Eris berlutut dalam diam. Dia mengambil sarungnya dari pinggang Gall, menyarungkan pedangnya di dalamnya, lalu memasukkannya ke dalam ikat pinggangnya sendiri.

“Wah…” Dia menghela nafas dalam-dalam sambil mengambil gulungan dari sakunya. Itu adalah gulungan sihir penyembuhan tingkat pemula. Dia menyimpannya untuk berjaga-jaga jika terjadi keadaan darurat sejak dia menerimanya. Dia mengangkatnya ke tempat darah menetes dari lehernya, lalu menuangkan mana ke dalamnya. Lukanya menutup dalam sekejap.

“…Eris.”

“Ayo kita bantu Rudeus.”

“Ya.”

Setelah itu, mereka berdua berbalik untuk pergi…tapi setelah beberapa langkah, Eris berhenti. Dia berbalik. Melihat mayat Gall Falion yang mengerikan, dia mengepalkan tinjunya. Lalu, dia membacakan mantra. Dahulu kala, Rudeus pernah memberi tahu Eris bahwa dia harus mengingat mantra ini. Dia dan Ghislaine telah mempraktikkannya berulang kali.

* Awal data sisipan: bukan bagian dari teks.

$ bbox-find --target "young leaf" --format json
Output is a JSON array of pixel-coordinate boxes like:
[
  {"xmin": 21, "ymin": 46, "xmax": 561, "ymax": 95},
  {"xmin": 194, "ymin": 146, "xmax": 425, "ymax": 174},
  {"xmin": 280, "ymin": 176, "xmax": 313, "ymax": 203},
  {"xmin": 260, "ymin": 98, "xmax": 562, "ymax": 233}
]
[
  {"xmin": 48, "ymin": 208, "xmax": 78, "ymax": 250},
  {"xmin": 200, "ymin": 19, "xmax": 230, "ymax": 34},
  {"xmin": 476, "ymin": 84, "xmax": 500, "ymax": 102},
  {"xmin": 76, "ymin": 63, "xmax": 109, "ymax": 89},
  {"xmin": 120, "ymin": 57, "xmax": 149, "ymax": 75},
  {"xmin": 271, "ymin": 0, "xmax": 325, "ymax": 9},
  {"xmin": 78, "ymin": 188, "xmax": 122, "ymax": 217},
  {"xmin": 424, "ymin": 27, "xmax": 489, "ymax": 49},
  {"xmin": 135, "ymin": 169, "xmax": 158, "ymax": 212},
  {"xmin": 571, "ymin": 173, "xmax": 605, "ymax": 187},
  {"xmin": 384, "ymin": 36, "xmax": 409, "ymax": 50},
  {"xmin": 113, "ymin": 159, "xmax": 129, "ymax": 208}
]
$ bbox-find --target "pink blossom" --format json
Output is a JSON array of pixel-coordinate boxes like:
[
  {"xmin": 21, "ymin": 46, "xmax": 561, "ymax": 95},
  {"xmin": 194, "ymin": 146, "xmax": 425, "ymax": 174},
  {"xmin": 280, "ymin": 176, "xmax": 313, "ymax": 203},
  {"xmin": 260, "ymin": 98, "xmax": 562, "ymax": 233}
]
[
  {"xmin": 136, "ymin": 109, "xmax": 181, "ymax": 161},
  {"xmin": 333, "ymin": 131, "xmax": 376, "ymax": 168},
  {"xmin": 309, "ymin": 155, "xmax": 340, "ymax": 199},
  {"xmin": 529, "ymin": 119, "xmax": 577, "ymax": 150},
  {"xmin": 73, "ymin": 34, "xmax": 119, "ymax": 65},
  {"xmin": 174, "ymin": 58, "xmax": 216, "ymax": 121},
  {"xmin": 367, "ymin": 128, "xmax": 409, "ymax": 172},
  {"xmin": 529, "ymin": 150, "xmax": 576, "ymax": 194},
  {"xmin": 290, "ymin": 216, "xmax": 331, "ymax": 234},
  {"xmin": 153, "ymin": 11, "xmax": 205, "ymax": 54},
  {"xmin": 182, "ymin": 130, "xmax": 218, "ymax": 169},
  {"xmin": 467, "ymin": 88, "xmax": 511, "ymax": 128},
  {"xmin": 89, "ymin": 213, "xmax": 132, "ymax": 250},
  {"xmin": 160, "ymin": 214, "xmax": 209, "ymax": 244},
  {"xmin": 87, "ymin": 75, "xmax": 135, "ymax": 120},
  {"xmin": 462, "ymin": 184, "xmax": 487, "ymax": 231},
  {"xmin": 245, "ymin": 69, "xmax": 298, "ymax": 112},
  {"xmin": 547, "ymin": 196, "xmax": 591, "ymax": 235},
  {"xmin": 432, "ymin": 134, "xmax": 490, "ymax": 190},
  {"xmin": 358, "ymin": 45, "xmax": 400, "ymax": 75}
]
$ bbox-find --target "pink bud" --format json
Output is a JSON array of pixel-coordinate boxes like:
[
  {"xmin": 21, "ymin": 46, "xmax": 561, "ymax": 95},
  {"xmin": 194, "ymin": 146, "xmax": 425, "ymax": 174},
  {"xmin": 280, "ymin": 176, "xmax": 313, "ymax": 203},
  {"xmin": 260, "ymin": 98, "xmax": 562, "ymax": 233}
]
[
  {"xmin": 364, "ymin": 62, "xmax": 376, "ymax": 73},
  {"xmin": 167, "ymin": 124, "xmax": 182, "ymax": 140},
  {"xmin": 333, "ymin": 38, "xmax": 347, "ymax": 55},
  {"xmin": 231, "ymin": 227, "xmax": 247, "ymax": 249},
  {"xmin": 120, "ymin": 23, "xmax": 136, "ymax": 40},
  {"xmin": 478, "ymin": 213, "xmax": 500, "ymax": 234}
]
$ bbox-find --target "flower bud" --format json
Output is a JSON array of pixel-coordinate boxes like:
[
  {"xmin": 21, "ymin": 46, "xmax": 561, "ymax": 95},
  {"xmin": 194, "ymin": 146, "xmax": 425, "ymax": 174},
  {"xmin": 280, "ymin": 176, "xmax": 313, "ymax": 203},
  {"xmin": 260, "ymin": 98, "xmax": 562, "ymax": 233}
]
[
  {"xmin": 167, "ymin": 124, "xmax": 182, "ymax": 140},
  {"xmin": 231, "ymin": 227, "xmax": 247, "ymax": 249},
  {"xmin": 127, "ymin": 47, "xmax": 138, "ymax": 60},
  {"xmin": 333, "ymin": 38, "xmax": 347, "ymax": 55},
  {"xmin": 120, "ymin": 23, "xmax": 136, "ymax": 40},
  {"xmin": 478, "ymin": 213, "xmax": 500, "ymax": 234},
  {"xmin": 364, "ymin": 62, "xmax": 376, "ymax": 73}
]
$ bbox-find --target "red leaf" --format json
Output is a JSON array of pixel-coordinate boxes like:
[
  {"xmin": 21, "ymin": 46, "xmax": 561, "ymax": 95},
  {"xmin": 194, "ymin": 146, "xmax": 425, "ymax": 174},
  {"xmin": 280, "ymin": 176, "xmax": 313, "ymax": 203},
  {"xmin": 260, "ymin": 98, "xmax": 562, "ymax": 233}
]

“—Bola Api.” Bola api meledak dari tangan Eris dan membakar tubuh Gall Falion. Eris tidak sabar untuk melihat api melahapnya. Dia berbalik dan berangkat dengan cepat dari tempat itu. Api menyebar ke pepohonan di dekatnya, mengeluarkan kepulan asap seperti suar. Api itu terus menyala, tidak terganggu, sampai apinya padam secara alami.